Raisa sering main ke rumah ini menemani Dian agar tidak sendiri. Hari ini, Ibu mertuanya itu juga akan datang dan itu membuat Dian sangat senang di pagi hari ini.  

Tokk tokk

Dian tersentak pelan saat mendengar bunyi ketokan pintu. Dirinya masih sibuk menyusun lauk dan nasi di meja makan untuk dimakan bersama Ibu nanti, dengan senyum ria Dian menuju ke arah pintu. 

"Selamat Datang I-ibu, eh?" 

Dian terperanjat pelan orang yang di depan pintu bukanlah Ibu melainkan pria yang sudah lama tidak Ia temui. Pria yang selama ini membuat Dian bingung. 

"Selamat siang Mbak," sapa pria itu dengan senyum tipisnya. 

Dian termangu melihat senyum tipis yang tidak pernah Ia lihat selama hampir sebulan ini. Satu yang Ia sadari saat pria itu tersenyum maka matanya pun ikut tersenyum. Dian masih terdiam, dirinya melihat pria itu dari atas hingga bawah yang tampak rapi dengan kemeja putih miliknya. 
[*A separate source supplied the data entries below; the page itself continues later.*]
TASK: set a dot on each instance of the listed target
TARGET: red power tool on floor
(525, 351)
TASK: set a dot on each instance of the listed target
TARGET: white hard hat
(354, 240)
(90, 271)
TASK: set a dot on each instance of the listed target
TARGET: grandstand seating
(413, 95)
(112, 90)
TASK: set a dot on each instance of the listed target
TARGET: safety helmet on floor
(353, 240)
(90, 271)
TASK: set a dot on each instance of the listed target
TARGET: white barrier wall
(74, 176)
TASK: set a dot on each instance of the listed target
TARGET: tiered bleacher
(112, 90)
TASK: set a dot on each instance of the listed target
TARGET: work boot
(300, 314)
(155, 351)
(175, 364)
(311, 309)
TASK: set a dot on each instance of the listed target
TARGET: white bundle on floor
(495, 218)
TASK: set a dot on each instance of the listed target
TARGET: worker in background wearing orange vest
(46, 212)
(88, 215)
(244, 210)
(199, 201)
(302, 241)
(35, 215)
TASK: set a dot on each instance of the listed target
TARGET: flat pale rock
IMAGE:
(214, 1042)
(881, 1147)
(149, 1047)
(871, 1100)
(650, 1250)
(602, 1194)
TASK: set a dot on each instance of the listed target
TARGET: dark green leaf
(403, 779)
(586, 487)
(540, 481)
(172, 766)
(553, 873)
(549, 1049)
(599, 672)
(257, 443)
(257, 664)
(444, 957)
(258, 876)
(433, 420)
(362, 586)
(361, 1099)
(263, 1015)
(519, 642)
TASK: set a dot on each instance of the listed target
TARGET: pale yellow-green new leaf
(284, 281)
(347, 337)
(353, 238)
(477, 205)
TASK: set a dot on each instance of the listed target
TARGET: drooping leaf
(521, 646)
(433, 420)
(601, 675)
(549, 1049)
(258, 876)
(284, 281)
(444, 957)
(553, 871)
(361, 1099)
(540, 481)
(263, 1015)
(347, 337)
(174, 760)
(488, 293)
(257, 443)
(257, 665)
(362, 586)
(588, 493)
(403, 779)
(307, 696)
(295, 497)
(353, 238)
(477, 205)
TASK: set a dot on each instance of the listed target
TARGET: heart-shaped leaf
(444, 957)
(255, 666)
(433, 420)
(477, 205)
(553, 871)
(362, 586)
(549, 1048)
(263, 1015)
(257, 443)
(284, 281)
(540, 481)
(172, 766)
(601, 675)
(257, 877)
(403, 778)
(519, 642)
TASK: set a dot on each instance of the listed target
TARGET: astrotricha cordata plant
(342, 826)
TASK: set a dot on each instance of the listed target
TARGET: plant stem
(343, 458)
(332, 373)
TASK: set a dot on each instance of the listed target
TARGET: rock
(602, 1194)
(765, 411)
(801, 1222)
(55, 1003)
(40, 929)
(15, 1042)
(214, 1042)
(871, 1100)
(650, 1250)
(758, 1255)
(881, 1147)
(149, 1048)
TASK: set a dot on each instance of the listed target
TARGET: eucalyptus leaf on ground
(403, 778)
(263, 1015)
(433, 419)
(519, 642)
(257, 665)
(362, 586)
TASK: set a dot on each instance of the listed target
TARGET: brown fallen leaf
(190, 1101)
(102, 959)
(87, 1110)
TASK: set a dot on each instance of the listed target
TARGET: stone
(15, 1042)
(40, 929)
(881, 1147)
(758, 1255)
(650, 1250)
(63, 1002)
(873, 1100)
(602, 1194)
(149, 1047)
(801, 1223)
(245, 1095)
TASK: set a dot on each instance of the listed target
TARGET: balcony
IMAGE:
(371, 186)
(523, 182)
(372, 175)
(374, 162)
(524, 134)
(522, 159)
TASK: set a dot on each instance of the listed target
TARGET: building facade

"Si-ang" balas Dian dengan ragu. 

Dian mengalihkan perhatiannya ke arah tangan Rama yang membawa rantang yang biasa Ibu bawa. Kemana Ibu? Dian menoleh ke kanan ke kiri berpikir Ibu mungkin menyusul di belakang. 

Melihat gerak gerik Dian membuat Rama sadar "Ibu tidak bisa ke sini Mbak. Dia ada urusan mendadak pergi sama Bapak, jadi beliau nitip makanan ini ke saya" ujar Rama dengan tenang dan sopan.

Dian mengangguk segan, dirinya mempersilahkan Rama untuk masuk ke dalam dan duduk di sofa. 

"Tunggu dulu ya, Aku buatkan minuman" ujar Dian kepada Rama yang langsung berjalan menuju ke dapur. 

Rama hendak menolak tawaran Dian, dirinya rencananya ingin segera pulang namun melihat wanita itu langsung berlari ke arah dapur membuat Rama untuk kembali mendudukkan diri dan menanti minuman yang dibuatkan. 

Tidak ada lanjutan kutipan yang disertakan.